Proper irrigation management in vegetable crops is essential to ensure crop development and potential yield, regardless of the growing system. Most vegetable crops are drip irrigated, where water is conveyed to the plants’ root zone via a drip tape line installed along the planted row. However, vegetable crops may also have overhead irrigation. In these systems, water is conveyed to plants via sprinklers using center-pivot, linear movement sprinklers, stationary or moving guns, and others. Overall, drip irrigation operates under low pressure by distributing water via the emitters installed along the drip tap in low flow rates; water is applied precisely in the crop root zone. Contrarily, overhead irrigation requires high pressure and water is applied using nozzles that distribute water droplets and simulate rainfall events on top of the crop canopy.

Plastic mulching with drip irrigation.

Regardless of the irrigation system type, poor irrigation management can result in over- or under-irrigation of any crop, which is also known as crop water stresses. If water is not properly applied, vegetable crops may experience water stress in two different ways

• when there is a lack of water (water deficit)
• when there is an excess of water (soil water saturation)

Water deficit is caused by poor irrigation timing or insufficient volumes of water being applied, limiting soil water availability to plants. Soil water saturation is caused by an excess soil moisture that may be caused by long periods of irrigation or excessive water volumes being applied, which induces nutrient leaching. In both cases, vegetable crop development will be negatively impacted, and yield reduced. Consequently, a proper scheduling of irrigation events is an important management in vegetable production.

Irrigation Scheduling

overhead sprinkler irrigation

Below are the most common methods of irrigation scheduling:

• Systematic irrigation (SYS): This method consists of managing water applications on a time or volume basis. Water is applied every day for the same time-period or volume, regardless of crop growth stages or weather condition.
• Irrigation using the crop water demand (ETc): This method supplies water to plants according to the crop evapotranspiration, also known as the crop water demand, and changes according to the crop growth stage. Irrigation water is, thereby, applied to replace volumes of water uptake by plants.
• Irrigation using soil moisture sensor (SMS): This method requires the use of sensors to monitor the soil water status in the crop root zone; thus, water is applied to maintain a specific range of soil water available to plants.
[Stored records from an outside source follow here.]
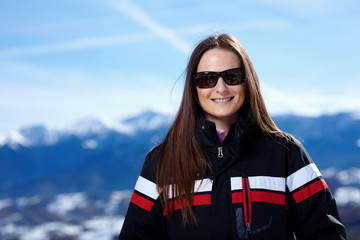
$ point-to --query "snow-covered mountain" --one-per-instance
(75, 181)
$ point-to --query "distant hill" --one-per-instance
(76, 182)
(105, 155)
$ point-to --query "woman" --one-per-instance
(224, 170)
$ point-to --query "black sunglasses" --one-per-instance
(234, 76)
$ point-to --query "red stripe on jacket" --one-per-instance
(141, 202)
(259, 196)
(310, 190)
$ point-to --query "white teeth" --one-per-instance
(222, 100)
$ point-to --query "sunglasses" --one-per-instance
(234, 76)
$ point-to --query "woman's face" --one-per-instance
(222, 102)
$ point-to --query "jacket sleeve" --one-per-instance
(312, 208)
(144, 218)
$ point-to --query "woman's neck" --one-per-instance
(223, 123)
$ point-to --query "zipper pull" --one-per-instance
(248, 229)
(220, 152)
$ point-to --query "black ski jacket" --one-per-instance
(261, 186)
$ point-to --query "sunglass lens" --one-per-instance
(206, 80)
(234, 78)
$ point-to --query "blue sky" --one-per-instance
(64, 60)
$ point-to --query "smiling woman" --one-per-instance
(224, 169)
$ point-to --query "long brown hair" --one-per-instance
(181, 158)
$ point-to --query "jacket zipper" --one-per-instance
(247, 205)
(220, 152)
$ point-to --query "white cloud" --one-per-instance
(73, 44)
(280, 101)
(138, 15)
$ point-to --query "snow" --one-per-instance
(65, 203)
(89, 144)
(101, 227)
(98, 126)
(42, 231)
(14, 139)
(349, 176)
(347, 195)
(5, 203)
(115, 198)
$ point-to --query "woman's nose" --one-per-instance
(221, 86)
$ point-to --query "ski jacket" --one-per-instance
(262, 186)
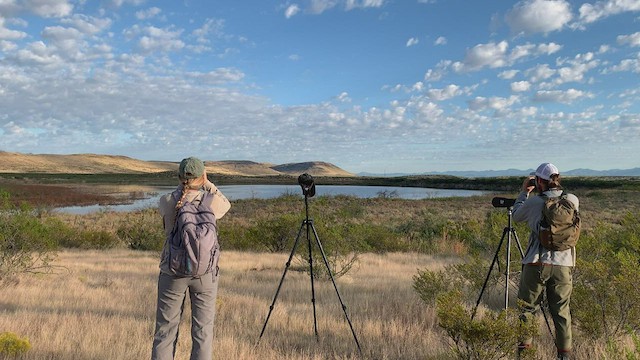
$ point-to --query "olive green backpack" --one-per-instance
(560, 224)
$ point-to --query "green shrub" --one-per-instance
(13, 345)
(142, 230)
(605, 297)
(492, 335)
(27, 242)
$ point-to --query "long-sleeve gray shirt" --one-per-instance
(529, 209)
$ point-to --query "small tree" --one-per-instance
(605, 301)
(492, 335)
(27, 243)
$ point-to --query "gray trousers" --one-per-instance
(558, 283)
(171, 297)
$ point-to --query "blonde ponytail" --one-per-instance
(189, 184)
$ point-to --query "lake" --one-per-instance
(238, 192)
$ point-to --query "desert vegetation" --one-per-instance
(411, 271)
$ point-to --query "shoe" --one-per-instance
(522, 348)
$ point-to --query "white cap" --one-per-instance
(545, 170)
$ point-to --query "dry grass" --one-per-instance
(103, 306)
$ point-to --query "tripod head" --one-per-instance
(502, 202)
(308, 186)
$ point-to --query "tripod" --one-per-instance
(509, 232)
(308, 224)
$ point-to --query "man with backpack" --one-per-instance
(189, 261)
(548, 263)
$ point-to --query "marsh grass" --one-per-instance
(102, 306)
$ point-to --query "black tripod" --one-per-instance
(308, 189)
(509, 232)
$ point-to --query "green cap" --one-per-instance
(191, 168)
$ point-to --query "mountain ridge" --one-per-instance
(12, 162)
(515, 172)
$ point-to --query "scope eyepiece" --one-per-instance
(306, 183)
(502, 202)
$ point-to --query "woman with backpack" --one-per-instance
(546, 267)
(188, 212)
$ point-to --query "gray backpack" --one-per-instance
(560, 224)
(193, 243)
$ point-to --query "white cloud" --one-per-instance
(626, 65)
(520, 86)
(559, 96)
(49, 8)
(37, 53)
(354, 4)
(539, 16)
(495, 55)
(343, 97)
(490, 55)
(539, 73)
(163, 40)
(508, 74)
(439, 72)
(590, 13)
(499, 104)
(88, 25)
(632, 39)
(441, 40)
(320, 6)
(8, 34)
(148, 13)
(448, 92)
(291, 11)
(412, 42)
(119, 3)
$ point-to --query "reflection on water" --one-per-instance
(237, 192)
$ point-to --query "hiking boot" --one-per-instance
(521, 349)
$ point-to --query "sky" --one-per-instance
(378, 86)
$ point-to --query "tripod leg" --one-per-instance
(486, 280)
(313, 291)
(286, 268)
(344, 308)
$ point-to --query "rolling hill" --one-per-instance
(11, 162)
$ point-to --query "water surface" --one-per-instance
(238, 192)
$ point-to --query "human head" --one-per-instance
(549, 175)
(190, 170)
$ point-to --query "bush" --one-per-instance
(12, 345)
(27, 243)
(491, 336)
(142, 230)
(605, 298)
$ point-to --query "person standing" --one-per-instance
(172, 289)
(543, 269)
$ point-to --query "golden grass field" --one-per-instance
(101, 305)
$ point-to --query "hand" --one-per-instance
(526, 186)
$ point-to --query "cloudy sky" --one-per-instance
(379, 86)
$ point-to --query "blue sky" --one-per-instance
(376, 86)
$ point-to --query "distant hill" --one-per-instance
(11, 162)
(516, 172)
(313, 168)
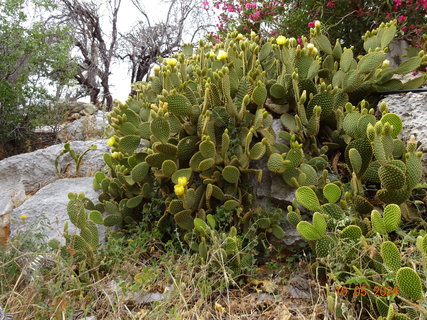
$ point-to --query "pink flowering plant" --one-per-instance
(343, 19)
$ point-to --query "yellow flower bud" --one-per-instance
(172, 62)
(179, 190)
(222, 55)
(281, 40)
(182, 181)
(111, 141)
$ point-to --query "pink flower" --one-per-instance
(401, 19)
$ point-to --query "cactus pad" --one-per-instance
(409, 283)
(231, 174)
(391, 255)
(307, 231)
(307, 198)
(394, 120)
(391, 177)
(351, 232)
(179, 105)
(332, 192)
(391, 217)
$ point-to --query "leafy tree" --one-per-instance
(34, 54)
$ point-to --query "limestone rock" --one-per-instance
(36, 169)
(46, 211)
(84, 128)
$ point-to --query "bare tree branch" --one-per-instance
(85, 20)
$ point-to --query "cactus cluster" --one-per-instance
(196, 134)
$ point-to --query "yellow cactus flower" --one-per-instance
(281, 40)
(111, 141)
(222, 55)
(179, 190)
(182, 181)
(172, 62)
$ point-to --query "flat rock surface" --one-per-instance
(37, 169)
(412, 108)
(46, 211)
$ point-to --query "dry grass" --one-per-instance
(189, 290)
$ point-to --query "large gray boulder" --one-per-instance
(36, 169)
(24, 174)
(411, 107)
(46, 211)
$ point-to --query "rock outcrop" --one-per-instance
(46, 211)
(24, 174)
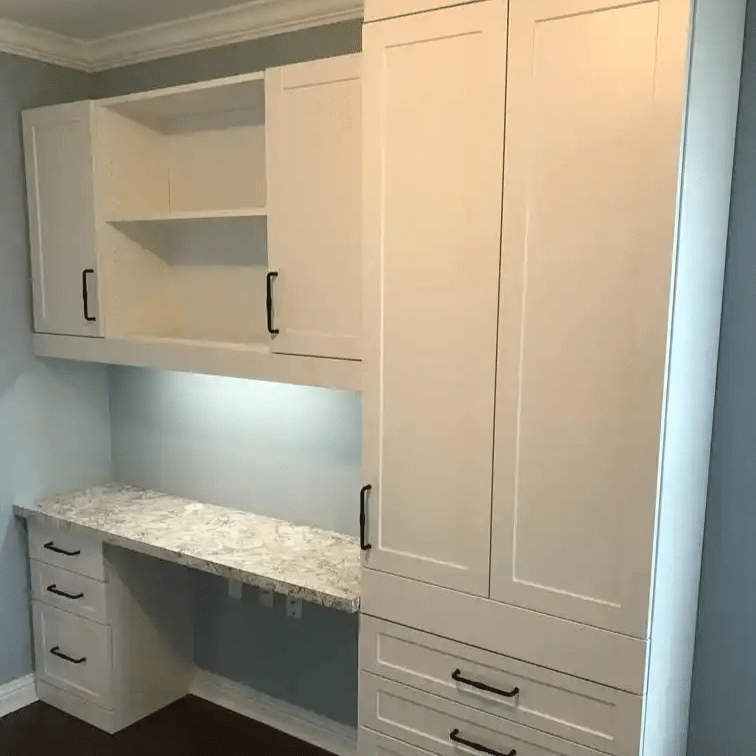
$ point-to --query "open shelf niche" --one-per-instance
(182, 181)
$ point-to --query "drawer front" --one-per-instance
(594, 715)
(432, 723)
(70, 549)
(374, 744)
(77, 707)
(87, 670)
(617, 661)
(67, 590)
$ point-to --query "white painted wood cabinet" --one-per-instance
(585, 283)
(541, 341)
(156, 218)
(314, 143)
(98, 613)
(434, 139)
(58, 144)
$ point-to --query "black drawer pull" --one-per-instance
(363, 517)
(269, 303)
(54, 589)
(85, 294)
(457, 677)
(50, 546)
(57, 652)
(454, 736)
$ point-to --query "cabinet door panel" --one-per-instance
(589, 198)
(314, 206)
(433, 115)
(60, 187)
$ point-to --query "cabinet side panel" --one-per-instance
(702, 239)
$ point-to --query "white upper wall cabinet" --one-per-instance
(59, 158)
(433, 149)
(315, 206)
(156, 206)
(587, 243)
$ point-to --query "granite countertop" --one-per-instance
(315, 565)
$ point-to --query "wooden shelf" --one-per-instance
(245, 212)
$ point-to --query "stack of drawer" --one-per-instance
(113, 629)
(424, 694)
(72, 623)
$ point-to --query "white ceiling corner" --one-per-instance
(238, 23)
(40, 44)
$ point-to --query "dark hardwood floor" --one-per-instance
(189, 727)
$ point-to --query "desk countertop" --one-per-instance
(315, 565)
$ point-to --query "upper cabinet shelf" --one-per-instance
(218, 217)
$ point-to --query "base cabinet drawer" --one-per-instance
(68, 591)
(374, 744)
(105, 719)
(70, 549)
(73, 654)
(568, 707)
(445, 728)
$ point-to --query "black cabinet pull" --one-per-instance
(454, 736)
(269, 303)
(457, 677)
(85, 294)
(50, 546)
(363, 517)
(57, 652)
(54, 589)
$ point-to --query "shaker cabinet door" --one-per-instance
(433, 151)
(60, 189)
(588, 232)
(314, 206)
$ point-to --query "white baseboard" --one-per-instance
(17, 694)
(299, 723)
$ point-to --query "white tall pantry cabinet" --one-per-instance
(546, 197)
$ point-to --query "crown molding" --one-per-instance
(238, 23)
(43, 45)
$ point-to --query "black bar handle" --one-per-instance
(454, 736)
(50, 546)
(54, 589)
(363, 517)
(85, 294)
(457, 677)
(269, 303)
(57, 652)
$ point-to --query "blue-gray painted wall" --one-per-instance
(723, 706)
(54, 432)
(286, 451)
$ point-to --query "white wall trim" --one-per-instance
(239, 23)
(17, 694)
(299, 723)
(43, 45)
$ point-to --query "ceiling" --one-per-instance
(93, 19)
(94, 35)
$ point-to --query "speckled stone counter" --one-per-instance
(311, 564)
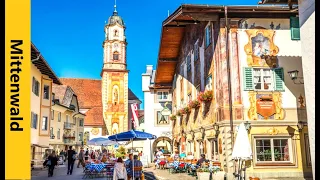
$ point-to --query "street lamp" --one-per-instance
(247, 125)
(192, 134)
(202, 131)
(294, 76)
(216, 128)
(300, 126)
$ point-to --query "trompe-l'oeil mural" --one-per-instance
(260, 50)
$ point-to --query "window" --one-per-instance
(307, 149)
(58, 134)
(34, 120)
(46, 92)
(273, 150)
(163, 95)
(295, 28)
(81, 122)
(198, 90)
(262, 79)
(209, 82)
(214, 150)
(162, 119)
(80, 136)
(44, 126)
(59, 116)
(35, 86)
(51, 133)
(115, 55)
(189, 63)
(189, 97)
(208, 35)
(196, 51)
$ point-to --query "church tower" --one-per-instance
(115, 76)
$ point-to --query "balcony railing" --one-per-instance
(68, 125)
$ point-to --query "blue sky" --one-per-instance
(69, 34)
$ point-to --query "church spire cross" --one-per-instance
(115, 6)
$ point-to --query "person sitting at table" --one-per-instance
(175, 156)
(135, 165)
(104, 158)
(119, 171)
(183, 155)
(202, 160)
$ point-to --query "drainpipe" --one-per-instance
(229, 74)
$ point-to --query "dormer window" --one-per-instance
(115, 55)
(116, 33)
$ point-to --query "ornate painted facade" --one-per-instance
(257, 90)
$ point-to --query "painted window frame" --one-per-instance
(208, 34)
(44, 123)
(162, 96)
(158, 112)
(273, 162)
(35, 86)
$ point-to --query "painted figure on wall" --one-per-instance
(115, 98)
(115, 128)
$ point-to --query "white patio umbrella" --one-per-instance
(242, 149)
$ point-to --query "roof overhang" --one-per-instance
(38, 60)
(173, 30)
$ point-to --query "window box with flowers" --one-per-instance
(173, 117)
(205, 96)
(194, 104)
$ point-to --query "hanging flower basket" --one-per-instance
(205, 96)
(173, 117)
(194, 104)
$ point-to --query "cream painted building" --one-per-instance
(67, 122)
(41, 80)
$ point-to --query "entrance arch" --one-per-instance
(164, 142)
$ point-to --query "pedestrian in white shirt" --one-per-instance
(119, 172)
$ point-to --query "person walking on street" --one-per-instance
(71, 159)
(51, 163)
(80, 158)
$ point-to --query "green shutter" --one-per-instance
(278, 79)
(295, 28)
(247, 79)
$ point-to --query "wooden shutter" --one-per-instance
(295, 28)
(247, 79)
(278, 79)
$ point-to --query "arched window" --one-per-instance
(115, 55)
(116, 33)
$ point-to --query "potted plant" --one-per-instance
(173, 117)
(186, 110)
(203, 173)
(205, 96)
(194, 104)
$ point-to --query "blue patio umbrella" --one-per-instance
(132, 135)
(101, 141)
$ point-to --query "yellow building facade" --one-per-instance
(260, 90)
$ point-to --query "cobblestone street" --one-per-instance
(60, 173)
Particularly, the systematic irrigation is vastly used by growers, but it might not be the best option. Preliminary studies conducted in Alabama have shown that water saving in watermelon production could be 45% and 70% for irrigation scheduling using the crop water demand and soil moisture sensors compared to the systematic irrigation, respectively (Figure 3). In organic tomato production, water savings were 44% and 57% for irrigation scheduling using the crop water demand and soil moisture sensors compared to systematic irrigation, respectively (Figure 4).

In both studies, crop yields and fruit quality were similar or the highest for the irrigation scheduling using crop water demand and soil moisture sensor. Furthermore, these methods of irrigation scheduling have also proven to increase fertilizer use efficiency and reduce cost of production.